Things like this happen in so called “third world” countries. In fact, we do things like this to those countries. It can never be done to us! Our systems are too sophisticated for these shenanigans. If one of our political parties wishes to affect the outcome of an election, we would just use legally ambiguous primitive methods like gerrymandering. We’re too tech savvy to be hoodwinked by technologically advanced sabotage.
To admit that such a dastardly act could even take place on our soil would be an acknowledgement that we are as foilable as any other nation. Such a possibility would make us as human as the rest of humanity. It would diminish our super state status and illuminate the chinks in our glass armor.
Perhaps it’s time for us to admit that the global classroom is one in which the roles of teacher and student are continuously transferable. We need to admit that there are many things we can learn from others about the nature of democratic systems.
For starters, it behooves us to sit at the feet of our Kenyan sages, whose Supreme Court just presented a master class on what “separation of powers” really means in a democracy. Unfortunately, our justice system has been so corrupted by extreme ideological partisans, that it will take a Divine miracle for them to acknowledge that the system was rigged in favor of the unstable man whose fingers are so dangerously close to the nuclear codes.
Even with this uphill battle, I would still want Hillary to contest the results. Perhaps, this can be the catalyst for election reform.
3. The Ballot System Needs Reform
Every professional criminal knows that there is less chance of getting caught if you minimize evidence of your presence from the crime scene. In addition to wearing precautionary rubber gloves and absorbable cotton, she or he may even exercise extra care by wiping down surfaces to eliminate the tiniest DNA fragment that could be the first evidentiary crumb for a cold case sleuth.
If those of us who suspect that our system was manipulated are correct, I’m sure that the manipulators have been much more efficient in covering their tracts than the people in the White House currently involved in hiding potentially incriminating evidence of present activities.
Sadly, we may never get the hard evidence needed to establish what happened to a reasonable degree of satisfaction. My skepticism is based on my own experience with the voting process. Like many others, I’m provided a paper form with the pre-printed names of the candidates.
Under the watchful eyes of casually observing monitors, I then find a private spot to shade in my selections.

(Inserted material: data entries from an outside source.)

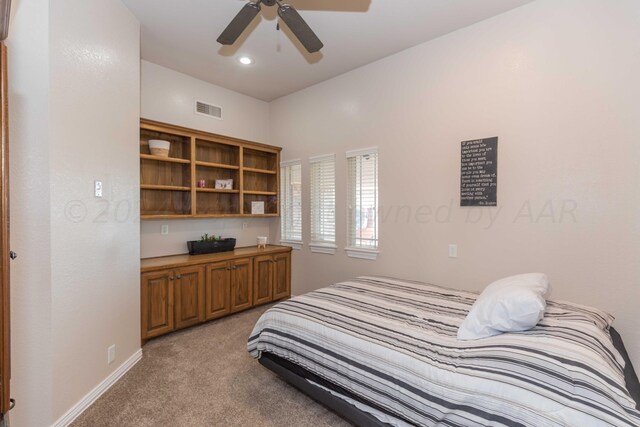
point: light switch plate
(453, 251)
(98, 188)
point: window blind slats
(323, 199)
(291, 201)
(363, 200)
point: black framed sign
(479, 172)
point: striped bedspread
(393, 342)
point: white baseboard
(94, 394)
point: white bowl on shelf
(159, 147)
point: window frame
(354, 249)
(318, 208)
(287, 216)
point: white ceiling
(181, 35)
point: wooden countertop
(173, 261)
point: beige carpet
(204, 376)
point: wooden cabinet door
(189, 296)
(282, 276)
(241, 284)
(217, 290)
(156, 294)
(263, 279)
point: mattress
(391, 344)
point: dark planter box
(197, 248)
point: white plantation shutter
(362, 193)
(323, 200)
(291, 201)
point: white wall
(31, 331)
(74, 108)
(94, 134)
(169, 96)
(557, 83)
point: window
(362, 193)
(291, 203)
(323, 204)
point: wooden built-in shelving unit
(168, 185)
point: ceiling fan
(289, 15)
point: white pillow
(515, 303)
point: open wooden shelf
(217, 165)
(261, 193)
(169, 185)
(164, 159)
(270, 172)
(216, 190)
(164, 188)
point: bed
(383, 351)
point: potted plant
(210, 244)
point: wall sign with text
(479, 172)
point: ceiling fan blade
(239, 23)
(299, 28)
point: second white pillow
(515, 303)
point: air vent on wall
(208, 110)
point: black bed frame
(298, 377)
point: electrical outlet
(111, 354)
(98, 188)
(453, 251)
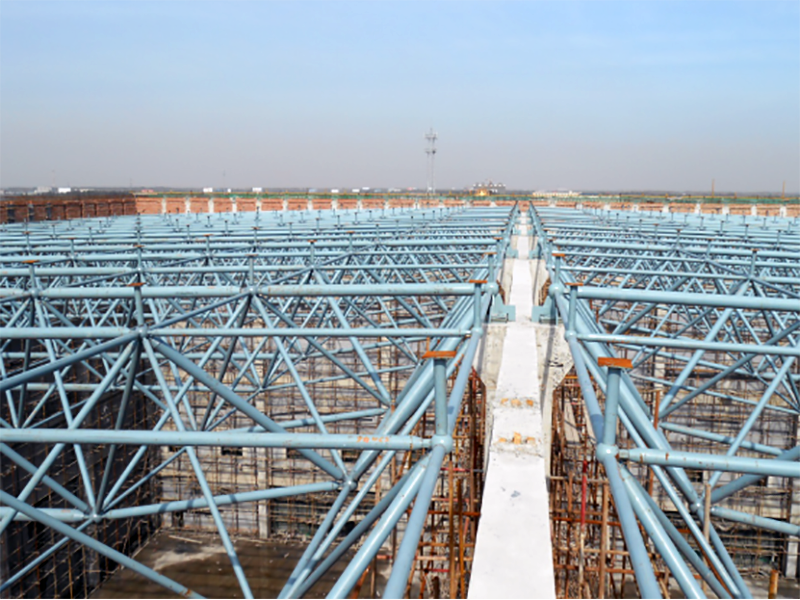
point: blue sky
(571, 94)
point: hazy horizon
(575, 95)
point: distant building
(555, 194)
(487, 188)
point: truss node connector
(442, 354)
(618, 363)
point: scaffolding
(251, 375)
(684, 400)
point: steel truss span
(130, 345)
(684, 332)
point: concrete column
(513, 551)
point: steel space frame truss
(229, 308)
(705, 307)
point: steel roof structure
(231, 306)
(716, 297)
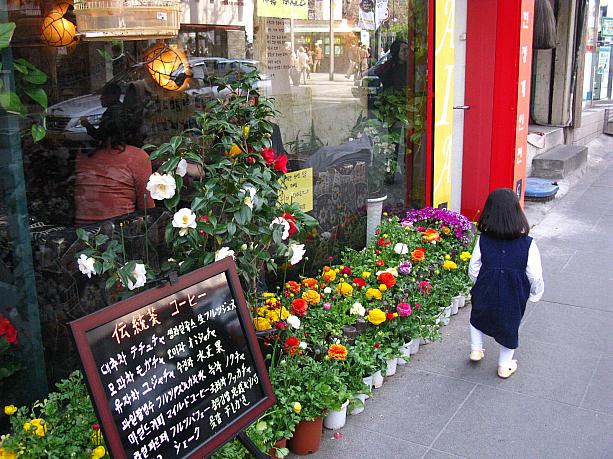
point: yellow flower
(261, 324)
(376, 316)
(4, 454)
(344, 289)
(449, 265)
(98, 452)
(311, 297)
(373, 293)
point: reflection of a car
(63, 118)
(370, 83)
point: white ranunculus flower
(401, 249)
(223, 253)
(297, 253)
(249, 192)
(293, 321)
(181, 168)
(140, 274)
(86, 265)
(161, 186)
(357, 309)
(283, 222)
(184, 219)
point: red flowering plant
(221, 182)
(8, 346)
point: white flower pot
(414, 345)
(455, 304)
(359, 409)
(336, 419)
(391, 367)
(374, 208)
(377, 379)
(368, 381)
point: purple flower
(405, 267)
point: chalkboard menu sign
(176, 371)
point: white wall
(458, 99)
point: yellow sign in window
(298, 188)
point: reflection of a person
(394, 73)
(112, 180)
(110, 100)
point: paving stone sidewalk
(559, 404)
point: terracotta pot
(307, 437)
(272, 452)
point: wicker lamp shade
(56, 30)
(168, 67)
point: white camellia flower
(223, 253)
(401, 249)
(283, 222)
(161, 186)
(184, 219)
(357, 309)
(249, 192)
(297, 253)
(293, 321)
(181, 168)
(140, 274)
(86, 265)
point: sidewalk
(559, 404)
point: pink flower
(404, 309)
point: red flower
(359, 282)
(280, 164)
(268, 154)
(300, 307)
(388, 279)
(382, 242)
(292, 223)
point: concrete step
(560, 161)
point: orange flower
(337, 352)
(311, 296)
(293, 287)
(309, 282)
(431, 235)
(387, 279)
(419, 254)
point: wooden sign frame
(82, 326)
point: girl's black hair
(503, 217)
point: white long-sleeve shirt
(534, 270)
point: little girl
(506, 270)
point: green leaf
(38, 95)
(11, 102)
(6, 33)
(38, 133)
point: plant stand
(374, 208)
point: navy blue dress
(501, 291)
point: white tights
(476, 344)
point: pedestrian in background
(506, 270)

From there, I go to the electronic scanning machine and feed the ballot into the slot. Almost immediately, my choices are reflected on the electronic screen and I am asked to confirm. Once done, I return my bacteria-laden pencil to the box, and am presented a first-grader-like “I Voted” sticker before leaving the area.

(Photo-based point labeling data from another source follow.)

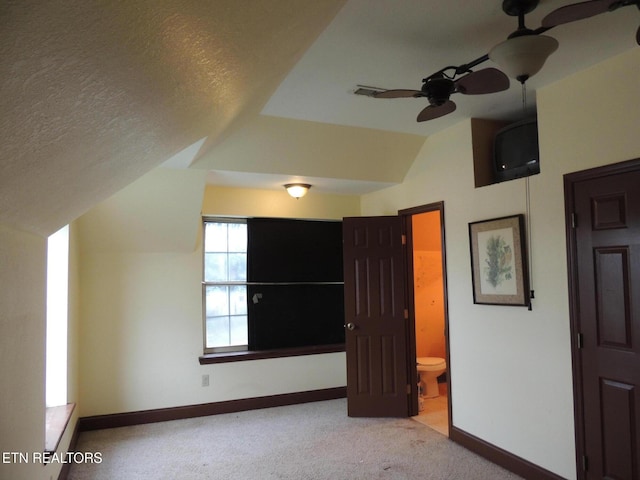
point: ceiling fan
(439, 87)
(582, 10)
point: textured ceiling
(96, 93)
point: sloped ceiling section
(95, 94)
(273, 145)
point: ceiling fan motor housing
(438, 90)
(516, 8)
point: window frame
(214, 355)
(205, 284)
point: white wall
(510, 367)
(142, 310)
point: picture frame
(499, 268)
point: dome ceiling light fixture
(524, 52)
(297, 190)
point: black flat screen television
(515, 150)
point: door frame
(570, 181)
(412, 374)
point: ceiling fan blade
(487, 80)
(435, 111)
(576, 11)
(398, 94)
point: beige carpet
(314, 441)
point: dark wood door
(607, 307)
(375, 335)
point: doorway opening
(428, 307)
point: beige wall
(22, 355)
(526, 408)
(142, 311)
(510, 367)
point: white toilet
(429, 369)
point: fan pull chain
(528, 210)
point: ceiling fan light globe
(297, 190)
(521, 57)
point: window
(272, 284)
(225, 285)
(57, 307)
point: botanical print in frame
(498, 261)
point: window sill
(57, 419)
(226, 357)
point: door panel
(375, 317)
(607, 237)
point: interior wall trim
(99, 422)
(501, 457)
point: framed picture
(498, 261)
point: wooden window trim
(245, 355)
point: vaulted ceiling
(96, 93)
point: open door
(375, 317)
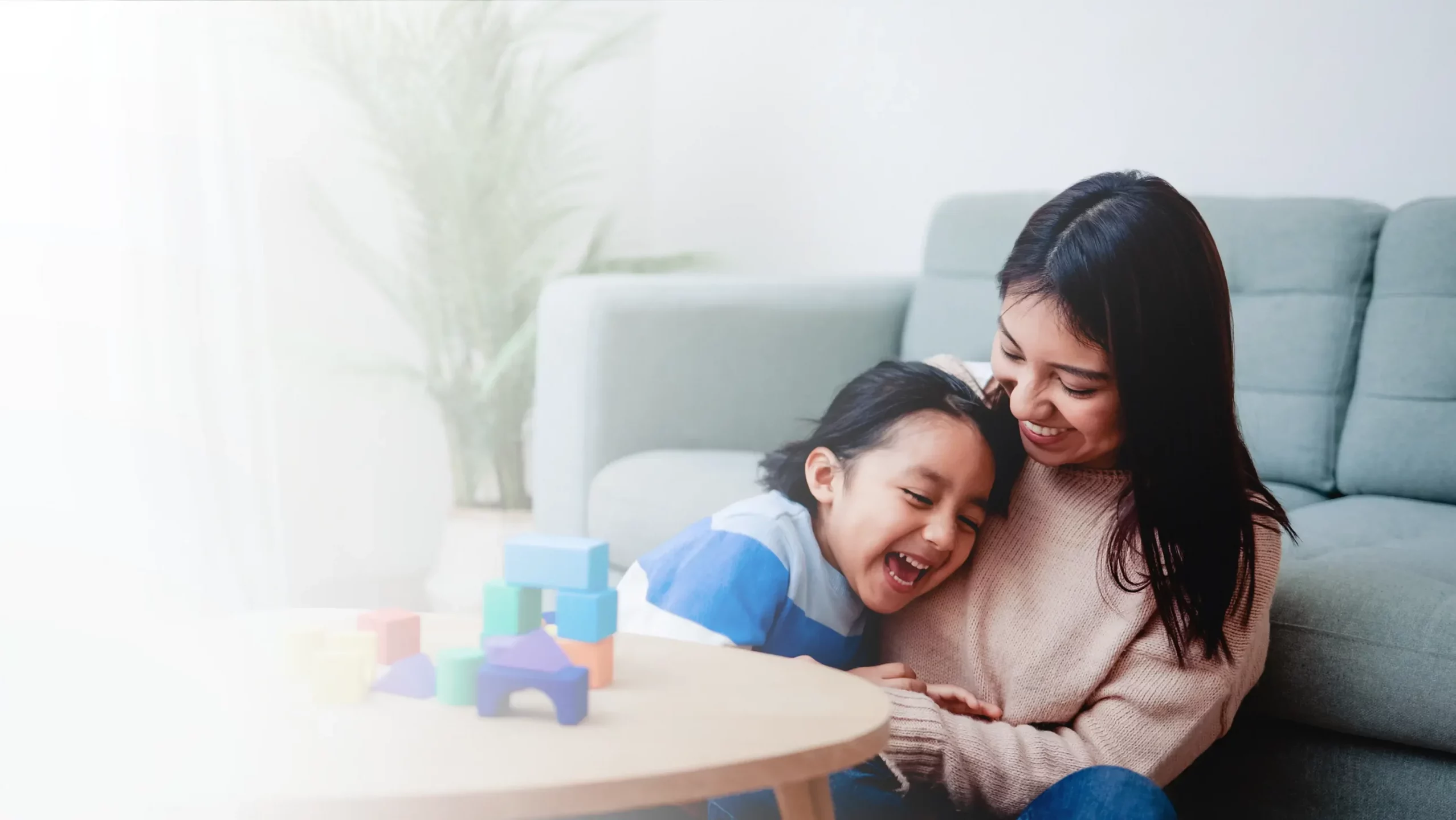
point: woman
(1120, 614)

That’s pretty much it. I have to trust that whatever I put on the paper and saw on the screen is exactly what will be tallied and recorded. The problem is, I don’t trust the system. I don’t know if my vote will ever count. Once I vote, why is there no printed receipt so that I can have a personal hard copy of my voting decision?
Better yet, why doesn’t the ballot machine produce a time stamped print out of my vote that will then be placed in a tamper proof ballot box? This simple procedure would ensure that challenges could be easily dealt with by ensuring that the hand counted paper printouts tally with the machine count.
Unfortunately, this option is not available for the 2016 election. Nonetheless, I still believe that Hillary Clinton needs to officially challenge the results. If sabotage can be proven by other means, I believe this country will be much better served by another President Clinton than a President Trump.